Dal no delle aziende americane che operano in Italia al dibattito interno al Pd, con lo stop del neosegretario Matteo Renzi: innesca un acceso dibattito la Web Tax, la norma inserita nella Legge di Stabilita’ che impone ai giganti mondiali del Web di aprire una partita Iva in Italia, quindi di pagare al fisco italiano le tasse sui ricavi collegabili alla presenza online nel nostro Paese. E’ una norma che nasce da un emendamento del Pd, ma che nello stesso partito trova oggi un fuoco di sbarramento.

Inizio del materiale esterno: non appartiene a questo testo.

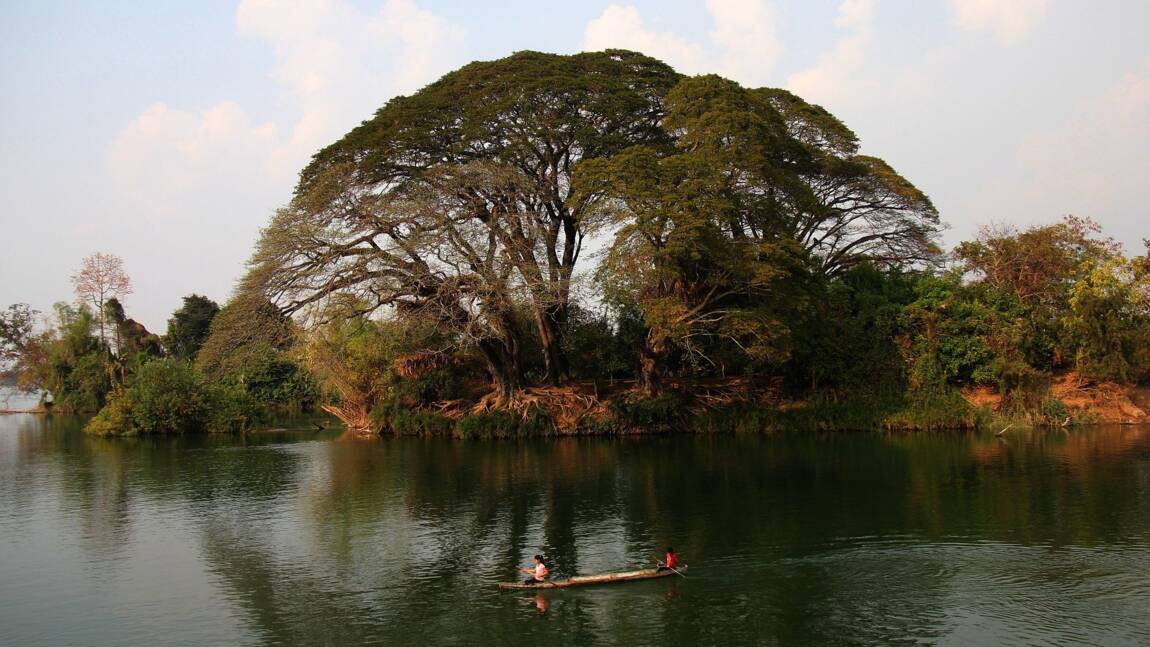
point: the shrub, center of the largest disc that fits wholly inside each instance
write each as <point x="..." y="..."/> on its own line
<point x="171" y="397"/>
<point x="504" y="424"/>
<point x="666" y="411"/>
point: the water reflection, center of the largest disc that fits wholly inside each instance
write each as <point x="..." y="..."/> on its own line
<point x="297" y="537"/>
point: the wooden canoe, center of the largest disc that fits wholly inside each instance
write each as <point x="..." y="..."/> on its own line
<point x="589" y="579"/>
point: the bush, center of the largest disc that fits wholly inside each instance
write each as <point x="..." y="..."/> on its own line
<point x="504" y="424"/>
<point x="666" y="411"/>
<point x="404" y="421"/>
<point x="171" y="397"/>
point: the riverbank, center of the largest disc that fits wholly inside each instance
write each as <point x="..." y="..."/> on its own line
<point x="746" y="405"/>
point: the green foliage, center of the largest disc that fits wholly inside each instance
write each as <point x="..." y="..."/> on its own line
<point x="68" y="361"/>
<point x="407" y="421"/>
<point x="250" y="346"/>
<point x="503" y="424"/>
<point x="848" y="338"/>
<point x="669" y="410"/>
<point x="16" y="324"/>
<point x="171" y="397"/>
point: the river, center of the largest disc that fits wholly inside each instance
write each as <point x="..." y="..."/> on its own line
<point x="297" y="537"/>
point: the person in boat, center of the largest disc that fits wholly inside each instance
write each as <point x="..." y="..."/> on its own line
<point x="538" y="574"/>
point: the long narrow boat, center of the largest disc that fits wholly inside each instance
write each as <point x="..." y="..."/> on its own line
<point x="589" y="579"/>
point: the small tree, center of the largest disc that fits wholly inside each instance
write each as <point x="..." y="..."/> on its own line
<point x="189" y="326"/>
<point x="101" y="277"/>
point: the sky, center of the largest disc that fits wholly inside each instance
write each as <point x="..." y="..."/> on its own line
<point x="167" y="132"/>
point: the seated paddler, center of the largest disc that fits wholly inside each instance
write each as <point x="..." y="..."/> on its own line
<point x="538" y="574"/>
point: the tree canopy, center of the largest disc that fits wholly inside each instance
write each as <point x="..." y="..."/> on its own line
<point x="472" y="199"/>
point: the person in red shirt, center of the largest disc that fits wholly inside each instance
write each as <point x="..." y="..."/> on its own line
<point x="538" y="574"/>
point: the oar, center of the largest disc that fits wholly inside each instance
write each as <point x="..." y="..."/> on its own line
<point x="659" y="562"/>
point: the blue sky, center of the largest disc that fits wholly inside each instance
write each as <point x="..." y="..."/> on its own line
<point x="167" y="132"/>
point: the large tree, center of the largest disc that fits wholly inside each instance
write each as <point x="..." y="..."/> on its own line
<point x="697" y="245"/>
<point x="101" y="277"/>
<point x="189" y="326"/>
<point x="16" y="324"/>
<point x="857" y="208"/>
<point x="535" y="114"/>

E’ stato il renziano Edoardo Fanucci a dare una forte accelerazione, con un emendamento alla Legge di Stabilita’, alla proposta gia’ lanciata in un Ddl dal lettiano Francesco Boccia. Ma l’idea non piace a Matteo Renzi, che all’assemblea che lo ha proclamato segretario del Pd dice: nel digitale "siamo passati dalla nuvola digitale alla nuvola nera di Fantozzi", i temi "della web tax vanno posti in Europa" altrimenti "rischiamo di dare l’immagine di un paese che rifiuta l’innovazione". Tesi rilanciata da quattro parlamentari renziani: "All’economia non servono feticci che sulla tecnologia chiudono l’Italia in un recinto rispetto al resto dell’Europa". Ma anche il lettiano Marco meloni chiede che "il Parlamento elimini la tassa" ed "il Pd sia unito sul piano digitale del governo".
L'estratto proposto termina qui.